As the debate to overhaul the financial system heats up, discussion about what to do with mark-to-market (MTM) accounting has also increased. James Chanos’ op-ed in the Wall Street Journal this morning defends the fair value accounting practice as “a compass for investors to figure out what an asset would be worth in today’s market if it were sold in an orderly fashion to a willing buyer.” However, MTM during the September meltdown acted less like a compass and more like an anvil when it came to valuing assets.
Chanos and others are right that there is a lot of good thinking in MTM accounting. The principle is that the value of an asset is whatever someone will give you for it. Logically, that would be marked to today’s market price.
The problem with this, and something that Chanos does not answer in his WSJ commentary is, that value is subjective both short-term and long term. Chanos argues “we should work to make MTM accounting more precise,” but the point is that you can not be precise with varied market actors looking at asset values differently.
Opportunity cost is a huge mitigating consideration not accounted for with mark-to-market. For example, in an emergency or natural disaster, luxury goods (paintings, jewelry, etc) lose their short term value compared to food, shelter, or means of escape. A can of beans was much more valuable during Katrina than a pair of diamond earrings, unless you were in Seattle or New York, away from the storm. And once the storm passed and the flood waters drew back, the value of beans and diamonds reverted to their normal worth in the New Orleans area.

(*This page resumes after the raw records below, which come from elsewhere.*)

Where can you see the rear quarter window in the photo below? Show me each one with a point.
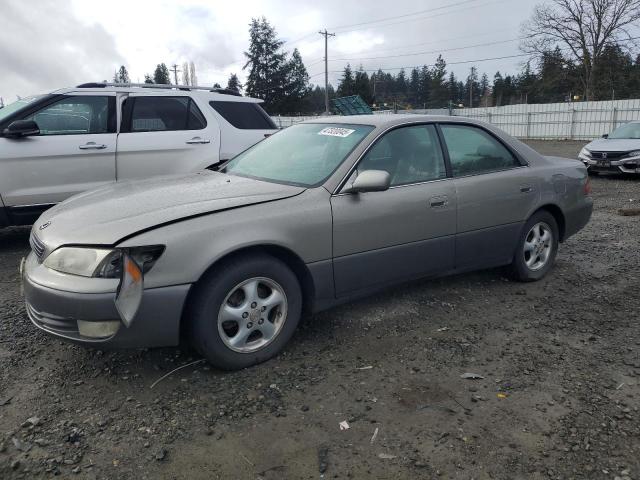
(244, 115)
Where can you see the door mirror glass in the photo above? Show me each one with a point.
(369, 181)
(21, 128)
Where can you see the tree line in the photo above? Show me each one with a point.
(578, 50)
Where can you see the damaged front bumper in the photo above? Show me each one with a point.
(91, 317)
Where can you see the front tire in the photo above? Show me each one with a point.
(245, 311)
(537, 248)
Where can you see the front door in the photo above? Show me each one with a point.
(406, 232)
(75, 151)
(165, 134)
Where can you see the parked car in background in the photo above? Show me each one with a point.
(617, 152)
(57, 145)
(324, 211)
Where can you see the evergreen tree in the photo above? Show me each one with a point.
(267, 64)
(297, 82)
(439, 93)
(161, 75)
(347, 84)
(424, 86)
(233, 83)
(362, 86)
(121, 75)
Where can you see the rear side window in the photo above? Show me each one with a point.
(244, 115)
(160, 114)
(473, 151)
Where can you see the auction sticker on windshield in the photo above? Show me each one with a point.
(336, 132)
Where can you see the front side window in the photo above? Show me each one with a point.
(159, 114)
(244, 115)
(409, 154)
(305, 154)
(74, 116)
(17, 105)
(473, 151)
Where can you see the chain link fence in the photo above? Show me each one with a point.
(551, 121)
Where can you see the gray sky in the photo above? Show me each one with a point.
(48, 44)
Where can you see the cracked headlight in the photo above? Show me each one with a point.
(100, 262)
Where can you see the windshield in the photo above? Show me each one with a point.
(17, 105)
(629, 130)
(304, 154)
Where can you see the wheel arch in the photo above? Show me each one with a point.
(558, 215)
(285, 255)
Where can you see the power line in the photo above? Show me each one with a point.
(429, 17)
(405, 15)
(326, 36)
(431, 51)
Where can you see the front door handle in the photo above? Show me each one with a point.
(92, 146)
(197, 140)
(440, 201)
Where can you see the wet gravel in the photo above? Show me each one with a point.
(558, 398)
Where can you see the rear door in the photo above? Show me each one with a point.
(496, 191)
(165, 134)
(243, 122)
(75, 151)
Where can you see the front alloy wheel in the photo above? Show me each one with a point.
(252, 314)
(244, 310)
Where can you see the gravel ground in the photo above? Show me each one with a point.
(559, 398)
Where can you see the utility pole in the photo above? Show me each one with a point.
(175, 73)
(326, 69)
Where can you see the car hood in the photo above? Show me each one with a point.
(613, 145)
(107, 215)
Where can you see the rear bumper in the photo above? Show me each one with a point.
(157, 322)
(577, 219)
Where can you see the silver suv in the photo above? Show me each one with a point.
(56, 145)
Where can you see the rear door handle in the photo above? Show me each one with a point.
(197, 140)
(92, 146)
(436, 202)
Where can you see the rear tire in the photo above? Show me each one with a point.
(537, 248)
(244, 311)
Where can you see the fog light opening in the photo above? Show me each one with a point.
(98, 329)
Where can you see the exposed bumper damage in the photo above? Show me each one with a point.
(92, 318)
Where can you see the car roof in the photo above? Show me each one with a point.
(171, 92)
(390, 120)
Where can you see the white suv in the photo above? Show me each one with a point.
(56, 145)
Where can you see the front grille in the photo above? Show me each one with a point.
(609, 155)
(37, 246)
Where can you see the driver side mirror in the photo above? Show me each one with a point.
(21, 128)
(369, 181)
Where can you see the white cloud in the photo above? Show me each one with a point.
(46, 44)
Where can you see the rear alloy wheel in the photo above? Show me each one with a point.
(252, 315)
(244, 311)
(537, 248)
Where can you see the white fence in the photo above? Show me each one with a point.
(550, 121)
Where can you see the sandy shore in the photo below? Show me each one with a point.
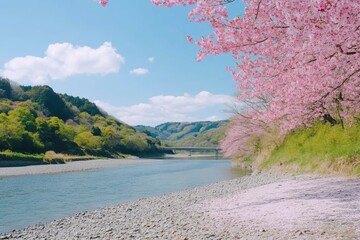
(254, 207)
(69, 167)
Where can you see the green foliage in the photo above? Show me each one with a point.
(52, 102)
(197, 134)
(5, 88)
(37, 120)
(320, 148)
(83, 105)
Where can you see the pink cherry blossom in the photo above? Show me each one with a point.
(300, 57)
(103, 2)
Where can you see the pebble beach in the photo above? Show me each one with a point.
(264, 206)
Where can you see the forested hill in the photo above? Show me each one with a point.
(197, 134)
(36, 120)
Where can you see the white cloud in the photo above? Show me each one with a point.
(160, 109)
(62, 60)
(139, 71)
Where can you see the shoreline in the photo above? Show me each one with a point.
(263, 206)
(74, 166)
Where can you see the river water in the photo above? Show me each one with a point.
(27, 200)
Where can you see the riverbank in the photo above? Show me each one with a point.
(253, 207)
(70, 166)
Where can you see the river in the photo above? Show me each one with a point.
(27, 200)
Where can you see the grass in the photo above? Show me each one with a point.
(321, 148)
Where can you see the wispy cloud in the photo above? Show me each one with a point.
(162, 109)
(62, 60)
(139, 71)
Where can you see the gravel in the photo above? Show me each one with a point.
(263, 206)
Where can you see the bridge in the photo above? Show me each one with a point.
(195, 149)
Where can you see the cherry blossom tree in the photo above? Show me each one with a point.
(301, 57)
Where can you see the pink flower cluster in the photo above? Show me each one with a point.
(300, 57)
(103, 2)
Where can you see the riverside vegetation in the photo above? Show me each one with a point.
(39, 125)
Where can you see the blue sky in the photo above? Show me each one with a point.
(131, 58)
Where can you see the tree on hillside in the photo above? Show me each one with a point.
(296, 61)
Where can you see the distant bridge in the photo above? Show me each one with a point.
(195, 149)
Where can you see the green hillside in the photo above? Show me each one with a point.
(35, 120)
(196, 134)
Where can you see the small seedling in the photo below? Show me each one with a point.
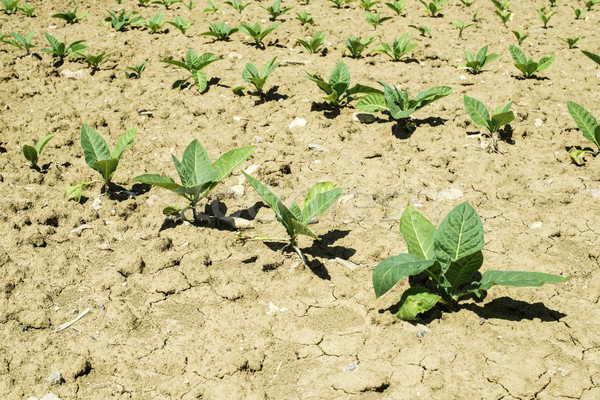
(32, 153)
(304, 18)
(375, 19)
(545, 18)
(156, 23)
(275, 10)
(476, 63)
(520, 35)
(356, 46)
(27, 9)
(480, 116)
(238, 5)
(167, 3)
(197, 174)
(527, 66)
(181, 24)
(398, 49)
(71, 15)
(124, 20)
(397, 6)
(449, 256)
(256, 32)
(338, 88)
(368, 4)
(195, 66)
(20, 41)
(295, 220)
(504, 16)
(313, 44)
(99, 158)
(462, 26)
(423, 30)
(588, 125)
(60, 50)
(136, 71)
(220, 31)
(434, 7)
(399, 104)
(9, 6)
(571, 42)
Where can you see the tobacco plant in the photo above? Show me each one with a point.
(588, 125)
(398, 49)
(528, 66)
(356, 46)
(32, 153)
(99, 158)
(71, 15)
(220, 31)
(197, 174)
(295, 220)
(338, 88)
(195, 66)
(449, 256)
(313, 44)
(476, 63)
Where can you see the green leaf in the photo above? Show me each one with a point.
(418, 233)
(391, 270)
(415, 301)
(459, 235)
(477, 111)
(94, 146)
(126, 140)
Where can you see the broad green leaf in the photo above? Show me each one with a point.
(320, 204)
(461, 271)
(94, 146)
(460, 234)
(418, 233)
(584, 119)
(391, 270)
(106, 168)
(126, 140)
(415, 301)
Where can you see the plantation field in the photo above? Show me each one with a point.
(180, 310)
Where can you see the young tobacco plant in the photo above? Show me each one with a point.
(588, 125)
(338, 88)
(197, 174)
(528, 66)
(71, 15)
(480, 116)
(399, 104)
(32, 153)
(195, 66)
(295, 220)
(434, 7)
(356, 46)
(476, 63)
(256, 32)
(275, 10)
(99, 158)
(220, 31)
(313, 44)
(60, 50)
(398, 49)
(449, 256)
(181, 24)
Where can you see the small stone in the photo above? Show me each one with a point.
(450, 194)
(363, 118)
(298, 122)
(55, 378)
(317, 147)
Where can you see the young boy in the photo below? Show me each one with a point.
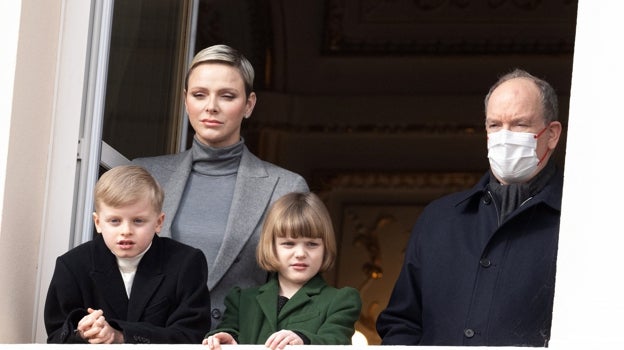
(128, 285)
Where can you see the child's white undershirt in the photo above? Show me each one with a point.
(128, 267)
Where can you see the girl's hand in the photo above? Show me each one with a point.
(214, 341)
(279, 340)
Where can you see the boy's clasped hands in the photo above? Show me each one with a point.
(95, 329)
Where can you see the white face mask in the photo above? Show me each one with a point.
(513, 155)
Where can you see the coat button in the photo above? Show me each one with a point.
(487, 199)
(468, 333)
(216, 314)
(485, 262)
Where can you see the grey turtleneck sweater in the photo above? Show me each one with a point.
(205, 205)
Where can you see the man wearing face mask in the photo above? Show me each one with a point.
(479, 267)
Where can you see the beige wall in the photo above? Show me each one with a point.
(27, 159)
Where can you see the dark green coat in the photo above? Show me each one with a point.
(324, 314)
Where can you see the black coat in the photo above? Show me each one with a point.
(466, 280)
(169, 301)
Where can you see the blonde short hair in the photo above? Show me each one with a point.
(126, 184)
(296, 215)
(226, 55)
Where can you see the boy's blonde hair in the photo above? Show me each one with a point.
(127, 184)
(296, 215)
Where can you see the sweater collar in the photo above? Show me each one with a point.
(216, 161)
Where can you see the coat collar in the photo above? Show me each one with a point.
(252, 194)
(550, 195)
(267, 298)
(107, 279)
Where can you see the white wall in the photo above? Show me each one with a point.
(9, 27)
(43, 123)
(27, 144)
(589, 300)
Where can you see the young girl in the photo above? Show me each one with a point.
(295, 306)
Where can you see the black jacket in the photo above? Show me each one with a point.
(169, 301)
(466, 280)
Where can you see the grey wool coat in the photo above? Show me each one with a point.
(258, 184)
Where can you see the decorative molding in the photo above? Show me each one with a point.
(383, 129)
(399, 181)
(449, 26)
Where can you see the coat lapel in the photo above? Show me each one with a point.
(252, 194)
(267, 299)
(107, 279)
(302, 297)
(174, 188)
(148, 277)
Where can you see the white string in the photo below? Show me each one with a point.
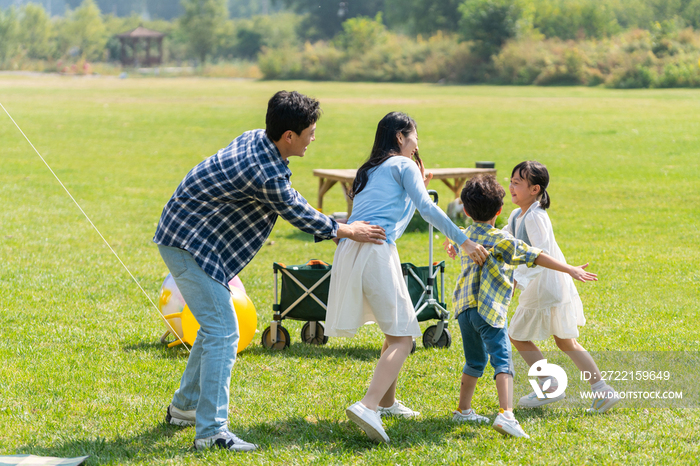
(172, 330)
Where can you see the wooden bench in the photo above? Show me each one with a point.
(454, 178)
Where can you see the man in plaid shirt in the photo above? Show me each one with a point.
(482, 296)
(216, 221)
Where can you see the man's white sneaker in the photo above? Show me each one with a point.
(225, 440)
(508, 426)
(531, 400)
(606, 400)
(398, 409)
(369, 421)
(468, 415)
(178, 417)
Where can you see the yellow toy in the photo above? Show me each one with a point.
(173, 307)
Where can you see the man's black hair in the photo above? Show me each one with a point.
(290, 110)
(482, 197)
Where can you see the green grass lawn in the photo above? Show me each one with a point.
(82, 371)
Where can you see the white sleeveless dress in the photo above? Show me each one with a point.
(549, 303)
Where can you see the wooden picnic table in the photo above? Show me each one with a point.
(454, 178)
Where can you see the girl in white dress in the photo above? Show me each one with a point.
(549, 303)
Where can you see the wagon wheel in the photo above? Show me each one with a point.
(282, 338)
(444, 341)
(319, 339)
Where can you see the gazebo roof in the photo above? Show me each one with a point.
(141, 32)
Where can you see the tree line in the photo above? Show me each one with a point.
(625, 43)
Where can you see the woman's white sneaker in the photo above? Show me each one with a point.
(367, 420)
(226, 440)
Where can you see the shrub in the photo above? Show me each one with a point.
(634, 77)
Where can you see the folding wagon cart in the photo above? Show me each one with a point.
(304, 296)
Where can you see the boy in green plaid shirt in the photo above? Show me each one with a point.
(482, 296)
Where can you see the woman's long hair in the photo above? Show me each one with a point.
(386, 145)
(535, 174)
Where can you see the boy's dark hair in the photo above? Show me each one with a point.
(482, 197)
(290, 110)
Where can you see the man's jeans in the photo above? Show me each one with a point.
(205, 383)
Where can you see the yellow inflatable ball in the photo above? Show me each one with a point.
(184, 324)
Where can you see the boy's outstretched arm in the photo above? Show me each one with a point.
(449, 248)
(578, 273)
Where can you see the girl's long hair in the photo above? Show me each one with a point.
(386, 145)
(536, 174)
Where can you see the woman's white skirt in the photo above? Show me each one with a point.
(367, 286)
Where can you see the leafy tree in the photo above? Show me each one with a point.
(83, 28)
(489, 23)
(35, 31)
(325, 17)
(361, 34)
(423, 16)
(9, 30)
(575, 19)
(203, 23)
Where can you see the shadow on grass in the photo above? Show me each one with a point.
(157, 349)
(295, 350)
(148, 444)
(311, 432)
(297, 432)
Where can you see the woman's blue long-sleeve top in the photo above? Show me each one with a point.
(394, 191)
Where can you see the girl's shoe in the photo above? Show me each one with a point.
(398, 409)
(468, 415)
(508, 426)
(532, 401)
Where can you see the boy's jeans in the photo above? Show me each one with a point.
(205, 383)
(482, 342)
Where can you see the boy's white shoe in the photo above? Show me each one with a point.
(508, 426)
(607, 399)
(226, 440)
(398, 409)
(531, 400)
(369, 421)
(178, 417)
(468, 415)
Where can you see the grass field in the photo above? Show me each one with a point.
(82, 371)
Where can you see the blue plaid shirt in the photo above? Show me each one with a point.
(225, 208)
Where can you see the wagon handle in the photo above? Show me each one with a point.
(433, 194)
(317, 262)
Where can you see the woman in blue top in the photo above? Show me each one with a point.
(366, 280)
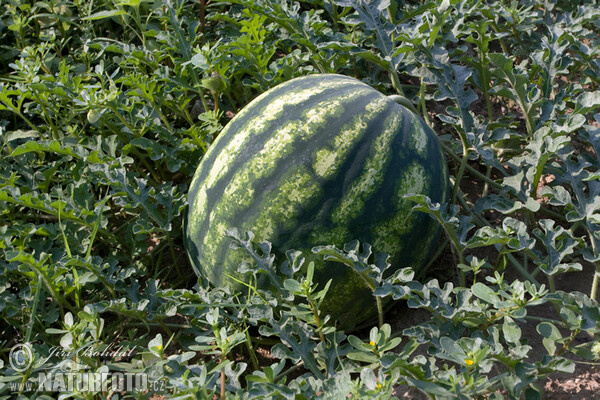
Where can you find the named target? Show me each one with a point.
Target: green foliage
(106, 108)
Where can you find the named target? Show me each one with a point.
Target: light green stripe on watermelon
(328, 160)
(272, 113)
(240, 191)
(418, 137)
(296, 189)
(352, 205)
(414, 179)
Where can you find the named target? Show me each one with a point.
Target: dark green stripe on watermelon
(319, 160)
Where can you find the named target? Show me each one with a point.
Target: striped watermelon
(321, 159)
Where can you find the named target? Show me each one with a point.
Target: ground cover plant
(107, 107)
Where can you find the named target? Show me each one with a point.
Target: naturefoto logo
(71, 376)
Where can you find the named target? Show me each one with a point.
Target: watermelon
(318, 160)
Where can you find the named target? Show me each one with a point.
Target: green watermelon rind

If there was an universal price on diamonds set by MTM rules, how would it account for the subjective value assessment of individuals in New Orleans or New York during Katrina?
But we can take it a step further. Assume that all of America is hit by a hurricane. The value should be the same in New York and New Orleans. But its possible that there is someone who already has a lot of food, more than enough to ride out the storm which will end at some point. He could be willing to trade supplies for a luxury good, thinking ahead to when the crisis will pass. Opportunity cost for him plays into the subjectively varying price of diamonds or anything else.
Mark-to-market tries to take the principal of free markets but sticks it in a box and controls it. There is rarely one fixed price for an asset in a fluctuating market. In a free market, baselines emerge, but they are flexible. Varied opportunity cost and subjective value mean that you can’t effectively mark-to-market an asset in an economic downturn. The market is made up of varying actors with varying perspectives that can’t meaningfully be lumped together.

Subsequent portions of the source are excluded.